Regular dental exams can also help detect potentially undiagnosed conditions such as gastroesophageal reflux disease (acid reflux). There are times when patients are not aware that they have this condition, and constant erosion from the low acidity can cause severe enamel wear over time and wear away their teeth. When dentists see signs that indicate possible acid reflux, they can inform their patients and have them referred to a physician for appropriate diagnostic tests and treatment.

Can You Describe How Gum Disease Can Be Linked To Other Health Issues Common In Women, Such As Heart Disease, Stroke, And Diabetes?

Gum disease is essentially a bacterial infection of the gums, and this bacteria can easily enter the bloodstream and contribute to other systemic conditions in the body, such as heart disease, stroke, diabetes, and premature birth. For example, people with heart disease who have prosthetic valves or congenital heart defects can be at risk of infection if bacteria from the gums travel into the bloodstream during treatment. In addition, researchers have found that inflammation can contribute to these conditions, and gum disease is essentially inflammation and infection in the oral cavity.

What Are The Key Elements Of Good Oral Health That Women Should Be Aware Of, No Matter What Their Age Or Stage In Life?

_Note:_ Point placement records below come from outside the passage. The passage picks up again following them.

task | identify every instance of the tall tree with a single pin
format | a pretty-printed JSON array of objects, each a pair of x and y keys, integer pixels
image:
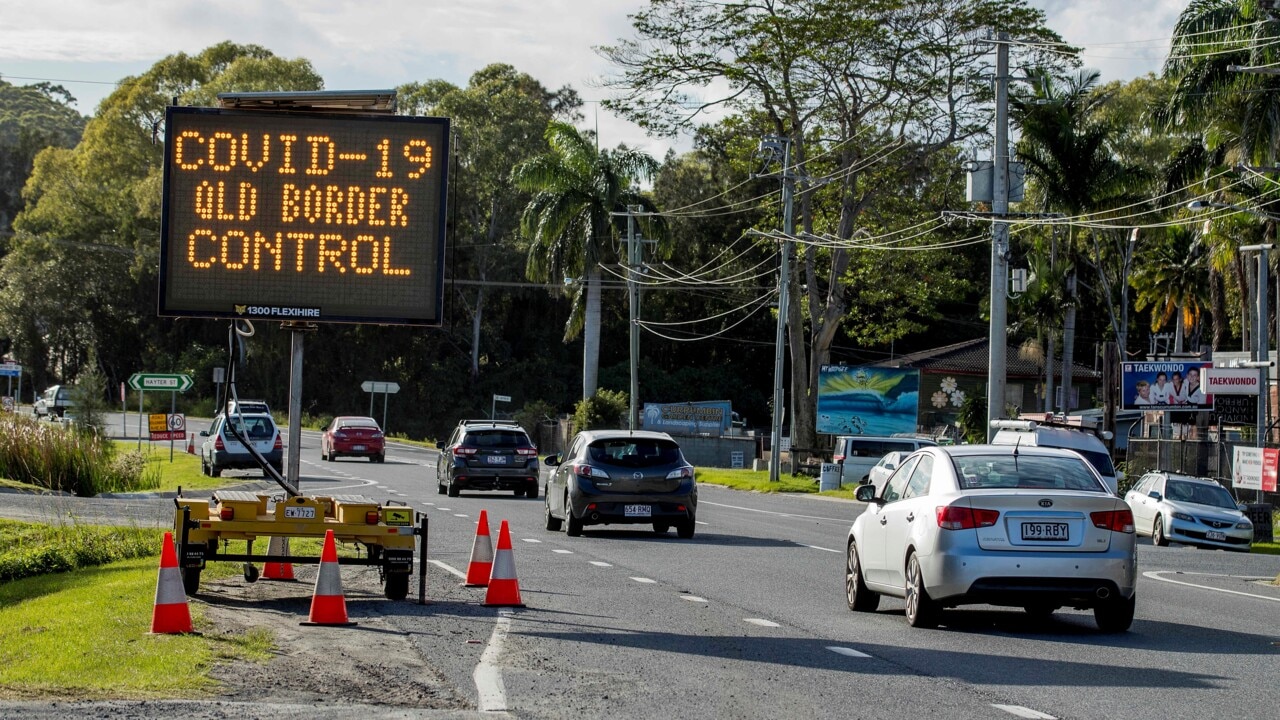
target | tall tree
[
  {"x": 850, "y": 82},
  {"x": 570, "y": 226}
]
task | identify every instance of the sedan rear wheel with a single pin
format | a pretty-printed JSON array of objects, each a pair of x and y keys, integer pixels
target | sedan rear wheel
[
  {"x": 920, "y": 609},
  {"x": 1157, "y": 532},
  {"x": 855, "y": 587}
]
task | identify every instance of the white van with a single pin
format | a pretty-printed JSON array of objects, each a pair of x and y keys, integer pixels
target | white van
[
  {"x": 1059, "y": 431},
  {"x": 856, "y": 455}
]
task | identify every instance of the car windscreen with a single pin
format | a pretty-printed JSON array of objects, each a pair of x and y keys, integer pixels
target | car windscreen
[
  {"x": 1200, "y": 493},
  {"x": 634, "y": 452},
  {"x": 496, "y": 438},
  {"x": 1009, "y": 470}
]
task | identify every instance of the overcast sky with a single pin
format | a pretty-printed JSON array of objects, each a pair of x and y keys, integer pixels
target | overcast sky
[{"x": 86, "y": 45}]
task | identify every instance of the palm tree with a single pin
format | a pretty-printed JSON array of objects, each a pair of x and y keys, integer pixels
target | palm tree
[
  {"x": 1066, "y": 151},
  {"x": 1173, "y": 281},
  {"x": 570, "y": 226}
]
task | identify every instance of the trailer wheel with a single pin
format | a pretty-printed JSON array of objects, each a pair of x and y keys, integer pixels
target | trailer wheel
[
  {"x": 397, "y": 586},
  {"x": 191, "y": 580}
]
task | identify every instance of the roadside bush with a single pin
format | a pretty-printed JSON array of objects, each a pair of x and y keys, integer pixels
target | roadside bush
[
  {"x": 46, "y": 455},
  {"x": 32, "y": 550}
]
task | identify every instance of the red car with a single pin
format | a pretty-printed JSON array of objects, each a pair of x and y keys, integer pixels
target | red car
[{"x": 353, "y": 436}]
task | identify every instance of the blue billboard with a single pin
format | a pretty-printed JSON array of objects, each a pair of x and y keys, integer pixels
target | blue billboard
[
  {"x": 868, "y": 401},
  {"x": 711, "y": 417}
]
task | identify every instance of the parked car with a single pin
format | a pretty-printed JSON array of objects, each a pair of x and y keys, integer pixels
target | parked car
[
  {"x": 54, "y": 402},
  {"x": 1059, "y": 431},
  {"x": 621, "y": 477},
  {"x": 1008, "y": 525},
  {"x": 856, "y": 455},
  {"x": 352, "y": 436},
  {"x": 488, "y": 455},
  {"x": 222, "y": 450},
  {"x": 1173, "y": 507},
  {"x": 880, "y": 473}
]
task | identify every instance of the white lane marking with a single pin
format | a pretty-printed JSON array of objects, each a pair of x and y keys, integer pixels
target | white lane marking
[
  {"x": 846, "y": 520},
  {"x": 448, "y": 568},
  {"x": 492, "y": 697},
  {"x": 1156, "y": 575},
  {"x": 1023, "y": 711}
]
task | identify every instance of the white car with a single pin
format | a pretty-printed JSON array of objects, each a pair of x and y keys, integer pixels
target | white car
[
  {"x": 1022, "y": 527},
  {"x": 878, "y": 474},
  {"x": 1171, "y": 507}
]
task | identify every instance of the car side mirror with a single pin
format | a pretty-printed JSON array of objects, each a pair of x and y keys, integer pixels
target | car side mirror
[{"x": 867, "y": 493}]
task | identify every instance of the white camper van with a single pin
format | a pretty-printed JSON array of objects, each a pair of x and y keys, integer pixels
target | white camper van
[{"x": 1060, "y": 431}]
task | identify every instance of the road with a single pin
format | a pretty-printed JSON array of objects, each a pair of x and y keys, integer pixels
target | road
[{"x": 748, "y": 619}]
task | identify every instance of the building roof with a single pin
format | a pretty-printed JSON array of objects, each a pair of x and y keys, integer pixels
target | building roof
[{"x": 970, "y": 358}]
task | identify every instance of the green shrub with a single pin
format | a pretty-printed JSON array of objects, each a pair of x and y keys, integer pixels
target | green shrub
[{"x": 46, "y": 455}]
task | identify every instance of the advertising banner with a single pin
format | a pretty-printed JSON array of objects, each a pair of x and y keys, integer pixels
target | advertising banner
[
  {"x": 868, "y": 401},
  {"x": 711, "y": 417},
  {"x": 1165, "y": 386},
  {"x": 1255, "y": 468}
]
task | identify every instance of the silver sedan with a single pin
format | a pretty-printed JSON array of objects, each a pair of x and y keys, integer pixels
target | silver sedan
[{"x": 1023, "y": 527}]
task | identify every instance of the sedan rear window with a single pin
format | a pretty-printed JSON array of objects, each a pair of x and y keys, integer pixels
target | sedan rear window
[
  {"x": 1024, "y": 472},
  {"x": 630, "y": 452}
]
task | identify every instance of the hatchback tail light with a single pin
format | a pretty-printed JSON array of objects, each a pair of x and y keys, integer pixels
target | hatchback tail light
[
  {"x": 1114, "y": 520},
  {"x": 589, "y": 472},
  {"x": 959, "y": 518}
]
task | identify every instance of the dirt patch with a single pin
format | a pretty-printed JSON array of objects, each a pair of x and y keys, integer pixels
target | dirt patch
[{"x": 373, "y": 662}]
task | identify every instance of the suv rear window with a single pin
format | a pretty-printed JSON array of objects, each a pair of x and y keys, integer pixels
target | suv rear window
[
  {"x": 629, "y": 452},
  {"x": 496, "y": 438}
]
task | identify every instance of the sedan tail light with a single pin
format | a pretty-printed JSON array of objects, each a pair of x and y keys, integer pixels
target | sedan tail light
[
  {"x": 959, "y": 518},
  {"x": 1114, "y": 520}
]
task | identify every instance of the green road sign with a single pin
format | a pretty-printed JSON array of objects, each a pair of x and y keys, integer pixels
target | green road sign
[{"x": 155, "y": 381}]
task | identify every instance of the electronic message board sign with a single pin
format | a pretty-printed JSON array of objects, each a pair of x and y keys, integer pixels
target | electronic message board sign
[{"x": 304, "y": 217}]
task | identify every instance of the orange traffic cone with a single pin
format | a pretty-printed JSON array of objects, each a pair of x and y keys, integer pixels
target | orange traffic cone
[
  {"x": 481, "y": 555},
  {"x": 503, "y": 587},
  {"x": 328, "y": 605},
  {"x": 278, "y": 570},
  {"x": 170, "y": 614}
]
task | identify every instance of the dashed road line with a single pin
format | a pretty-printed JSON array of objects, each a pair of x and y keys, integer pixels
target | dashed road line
[{"x": 1023, "y": 711}]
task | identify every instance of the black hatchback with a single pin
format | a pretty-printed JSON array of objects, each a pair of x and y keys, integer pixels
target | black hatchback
[
  {"x": 488, "y": 455},
  {"x": 621, "y": 477}
]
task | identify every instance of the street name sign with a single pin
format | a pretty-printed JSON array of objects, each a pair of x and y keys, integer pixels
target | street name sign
[{"x": 154, "y": 381}]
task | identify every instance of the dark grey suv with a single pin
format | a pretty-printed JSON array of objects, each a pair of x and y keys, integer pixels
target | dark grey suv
[
  {"x": 629, "y": 477},
  {"x": 488, "y": 455}
]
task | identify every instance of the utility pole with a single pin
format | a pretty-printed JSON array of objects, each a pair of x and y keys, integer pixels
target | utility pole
[
  {"x": 997, "y": 338},
  {"x": 784, "y": 301},
  {"x": 634, "y": 304}
]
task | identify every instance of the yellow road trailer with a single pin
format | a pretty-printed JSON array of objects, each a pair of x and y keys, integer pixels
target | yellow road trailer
[{"x": 388, "y": 533}]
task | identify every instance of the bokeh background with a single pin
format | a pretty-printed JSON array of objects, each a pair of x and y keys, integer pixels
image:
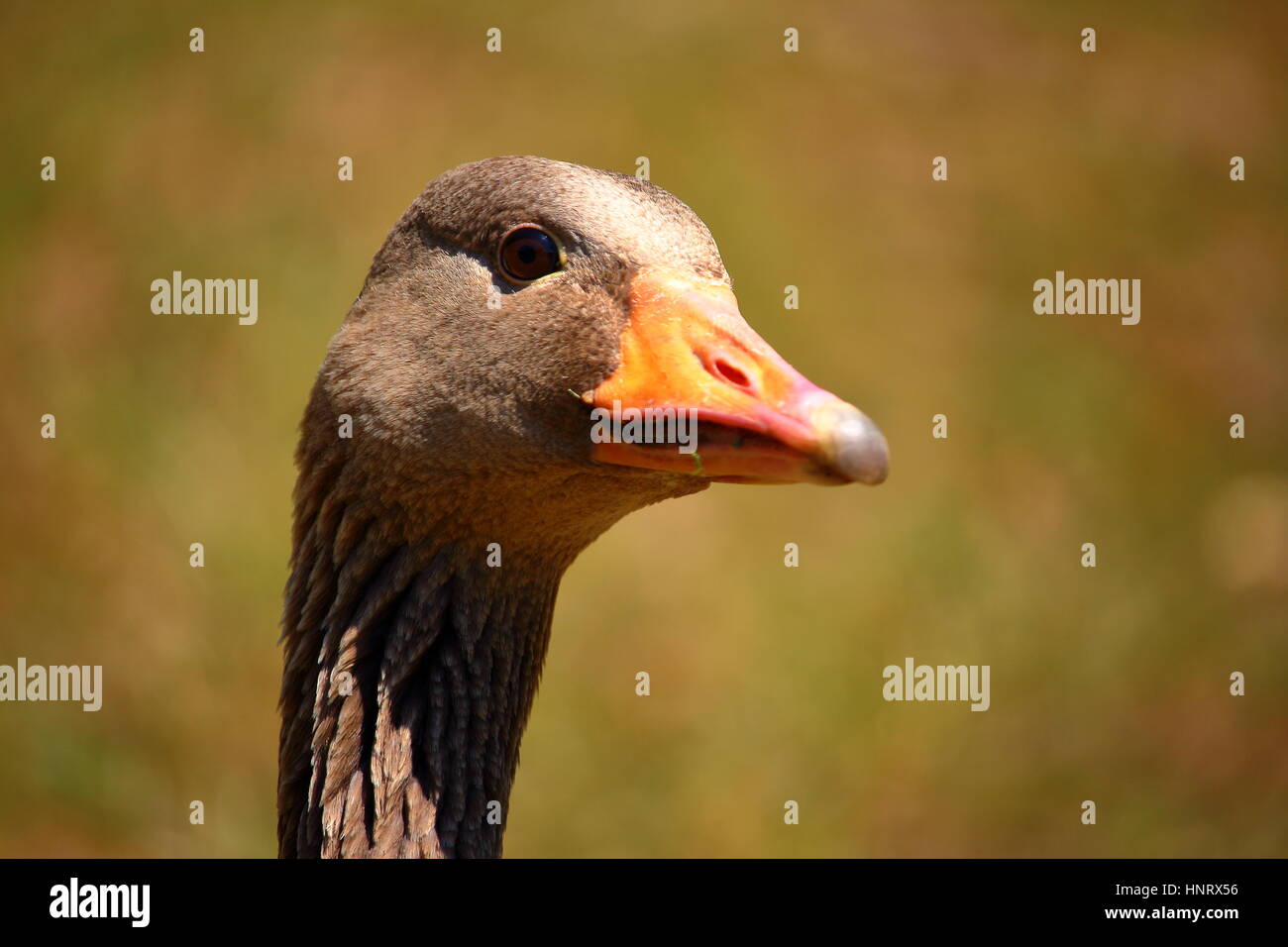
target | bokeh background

Prevention is key when it comes to good oral health. Dental cavities, enamel wear, and gum disease can be avoided completely with good preventive dental care, which involves brushing twice daily with fluoride toothpaste, flossing daily, and seeing a dentist once a year for an exam and a cleaning.

Lynn Kiangsoontra, DDS, is a full-time faculty member at the University of California, San Francisco School of Dentistry, where she teaches both general dentistry and prosthodontics to dental students and treats patients in the Faculty Group Practice. She completed dental school at Rangsit University in Bangkok, Thai­land, and decided to pursue her interest in restorative dentistry by completing a residency in prosthodontics at the University of Minnesota, where she received extensive training in restoring and surgically placing implants as well as rehabilitating patients with complex restorative needs. Her practice focuses on all aspects of restorative dentistry, including fillings, crowns, bridges, den­tures, implant restorations, and helping patients achieve optimal oral health.